Membership of organisations may buffer fluctuations in mental health, but the organisations become vulnerable, as shown recently by Yorkshire Cricket Club and the Marylebone Cricket Club.
Organisations become vulnerable when members talk too much to each other and not enough to those in other organisations. Warning signs are generalisations about other people, for example: “We all know that…”, “People say that…”, and “It is a well-known fact that…”, jargon, and neologisms, for example, the ‘bazball’ of english cricket. The famous experiment by Libet (1983) captured the lack of imagination of a great many people, in spite of the sophomoric error of presuming that because a motor behaviour followed electrical activity, it was causally related to that electrical activity. Within organisations, modules can become information silos.
The instinct to teach may be to create in one’s own image, thereby to surround oneself with like-minded people.
The Crown Prosecution Service may bring an unusual case to court, not because it expects to win, but because it wants to be seen to be in vogue.
Humans cooperate because they remember their own fallibility.
Blushing signals that one wants to be with who one is with.
The decline in the marriage rate is consistent with realisation that the phenotype may change over time.
The discrepancy between social characterisations of human beings and the real human beings can be tiring and fraught, with outcomes like time off work to attend to one’s mental health, resignation and retirement.
The media foster social characterisations through selective airings.
Uncertainty about one’s personal contributions to corporate activity influences decisions about changes of jobs and changes of locations.
The number of people with whom one can comfortably maintain stable relationships is a function of human parasitic behaviour, because of the biological costs of hosting a human who is in parasitic mode.
A parasitic human who leaves his or her host, for example to comply with social principles has a reduced expectation of life thereafter.
It has been suggested that human choices about democratic or despotic leadership recapitulate similar choices in the birds of a feather that flock together.
Microorganisms stick together in a hostile environment.
Haplochromis burtoni is a small fish which inhabits Lake Tanganyika, and which changes its colour and behaviour patterns according to who it is with.
The chicks of the crested ibis, Nipponia nippon, take it in turns to be dominant or submissive.
Scrub-jays that had seen themselves observed as they cached food in a tray three hours earlier, recached the food away from the tray if they were no longer observed, but recached the food meticulously in the same tray if they were still observed.
For an adult human, survival in a hostile environment requires camouflage, mimicry and crypsis.
The underestimation of who we are with, including Mother Nature, is a continuing source of piquancy in english sporting activities. The offer of a managerial appointment to an aspirant whose only experience as a player and as a manager had been in a single culture, showed a failure to consider the possibility that he was who he had been with, compounded by an ultimatum of three days to accept the offer, which limited the aspirant’s time for family discussion and personal deliberation, and was a seriously misplaced application of a business tactic to a life decision.
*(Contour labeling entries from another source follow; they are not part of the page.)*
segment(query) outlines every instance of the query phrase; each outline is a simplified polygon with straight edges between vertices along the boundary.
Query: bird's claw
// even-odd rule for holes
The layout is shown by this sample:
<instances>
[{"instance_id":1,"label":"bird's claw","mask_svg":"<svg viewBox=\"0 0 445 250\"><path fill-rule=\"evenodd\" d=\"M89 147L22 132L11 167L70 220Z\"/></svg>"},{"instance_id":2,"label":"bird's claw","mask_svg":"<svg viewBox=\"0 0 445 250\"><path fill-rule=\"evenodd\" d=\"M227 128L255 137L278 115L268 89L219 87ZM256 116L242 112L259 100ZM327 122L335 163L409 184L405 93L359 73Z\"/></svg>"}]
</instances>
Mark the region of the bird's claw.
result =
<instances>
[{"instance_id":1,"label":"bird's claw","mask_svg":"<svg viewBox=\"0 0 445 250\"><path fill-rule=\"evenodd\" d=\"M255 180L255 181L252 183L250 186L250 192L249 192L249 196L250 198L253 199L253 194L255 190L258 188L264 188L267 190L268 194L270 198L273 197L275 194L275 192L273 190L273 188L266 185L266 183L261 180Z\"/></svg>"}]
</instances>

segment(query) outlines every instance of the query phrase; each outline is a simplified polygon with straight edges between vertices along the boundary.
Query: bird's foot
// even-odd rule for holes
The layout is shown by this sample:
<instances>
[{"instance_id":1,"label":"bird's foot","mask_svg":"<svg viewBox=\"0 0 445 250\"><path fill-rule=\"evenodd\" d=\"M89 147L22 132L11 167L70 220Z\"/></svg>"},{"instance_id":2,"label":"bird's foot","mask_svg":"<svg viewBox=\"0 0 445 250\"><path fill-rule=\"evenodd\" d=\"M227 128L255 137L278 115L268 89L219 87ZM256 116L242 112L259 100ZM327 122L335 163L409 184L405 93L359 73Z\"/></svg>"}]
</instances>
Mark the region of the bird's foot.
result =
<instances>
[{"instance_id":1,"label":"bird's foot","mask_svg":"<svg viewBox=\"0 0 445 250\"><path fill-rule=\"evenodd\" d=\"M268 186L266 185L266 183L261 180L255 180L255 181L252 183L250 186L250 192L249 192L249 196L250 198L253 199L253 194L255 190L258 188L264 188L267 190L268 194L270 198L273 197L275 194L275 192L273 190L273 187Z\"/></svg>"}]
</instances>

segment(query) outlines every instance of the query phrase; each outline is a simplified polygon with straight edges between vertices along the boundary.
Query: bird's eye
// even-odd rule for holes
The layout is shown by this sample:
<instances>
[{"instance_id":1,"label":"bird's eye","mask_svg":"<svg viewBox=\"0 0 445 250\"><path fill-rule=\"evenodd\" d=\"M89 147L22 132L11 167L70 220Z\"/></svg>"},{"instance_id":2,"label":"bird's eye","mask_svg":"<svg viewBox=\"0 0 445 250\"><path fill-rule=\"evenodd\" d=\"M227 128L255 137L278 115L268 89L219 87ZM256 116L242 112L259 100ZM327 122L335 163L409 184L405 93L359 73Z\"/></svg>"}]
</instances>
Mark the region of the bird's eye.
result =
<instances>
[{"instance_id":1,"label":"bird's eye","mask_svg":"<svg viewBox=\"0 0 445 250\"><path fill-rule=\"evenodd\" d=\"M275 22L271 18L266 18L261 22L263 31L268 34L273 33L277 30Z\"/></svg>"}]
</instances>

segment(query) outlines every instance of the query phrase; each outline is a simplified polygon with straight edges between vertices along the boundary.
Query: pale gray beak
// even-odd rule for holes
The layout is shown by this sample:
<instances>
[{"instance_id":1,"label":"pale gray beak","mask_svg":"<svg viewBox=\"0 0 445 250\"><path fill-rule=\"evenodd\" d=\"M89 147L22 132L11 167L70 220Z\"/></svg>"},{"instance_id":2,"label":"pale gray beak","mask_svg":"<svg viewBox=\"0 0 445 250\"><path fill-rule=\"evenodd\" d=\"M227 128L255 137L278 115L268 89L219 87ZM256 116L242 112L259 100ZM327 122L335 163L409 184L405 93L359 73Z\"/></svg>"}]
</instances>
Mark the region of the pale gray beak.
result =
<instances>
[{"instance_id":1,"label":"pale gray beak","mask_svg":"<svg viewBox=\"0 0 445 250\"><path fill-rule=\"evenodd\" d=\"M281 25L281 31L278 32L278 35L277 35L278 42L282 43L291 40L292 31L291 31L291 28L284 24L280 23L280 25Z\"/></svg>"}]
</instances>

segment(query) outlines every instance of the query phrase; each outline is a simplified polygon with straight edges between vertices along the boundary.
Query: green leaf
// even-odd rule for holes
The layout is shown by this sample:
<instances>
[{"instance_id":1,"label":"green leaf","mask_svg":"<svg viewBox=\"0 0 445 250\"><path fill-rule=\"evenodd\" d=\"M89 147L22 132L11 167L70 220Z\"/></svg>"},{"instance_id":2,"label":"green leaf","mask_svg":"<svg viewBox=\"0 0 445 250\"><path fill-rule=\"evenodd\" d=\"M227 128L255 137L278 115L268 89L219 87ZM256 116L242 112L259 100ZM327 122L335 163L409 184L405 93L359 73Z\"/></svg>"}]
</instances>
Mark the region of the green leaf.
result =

Predictably, the unseasoned appointee’s challenges have included the complexities of talented players from other cultures.
Undue competitiveness can cause one to strike a ball or a shuttlecock with the same latency, trajectory and force as one’s opponent, who often prevails.
The attribution of corporate success or failure to particular individuals reduces costs, because it enables emotional polarisation and disables precise analysis of environmental factors: organisations which operate in this way tend to attract operatives who lack attention to detail.
English cricket has been canalized by ‘bazball’, with consequent loss of plasticity. Premier league football is bedevilled by assumptions of linearity, by the throwaway word ‘quality’ instead of focus on calculus and trigonometry, by the failure to contrast the same event shown repeatedly, albeit from different perspectives, with multiple independent events, and by the failure to distinguish between a player who appears, illusorily, to have initiated multiple independent events, and a player who knows where another player is without looking.
Scientific experiments with humans are, amongst other things, relationships between people, the acknowledgement of which by researchers and peer reviewers will determine the degree to which the experimental results transfer from the laboratory to the real world. How were the subjects recruited? Were the subjects rewarded? What were the subjects told? What were the subjects not told? Were the subjects told anything that was not true? Were the subjects debriefed after the experiment? Were the subjects able to debrief the researchers after the experiment? In other words, did the researchers recognise the need to ensure that the subjects were not who they were with?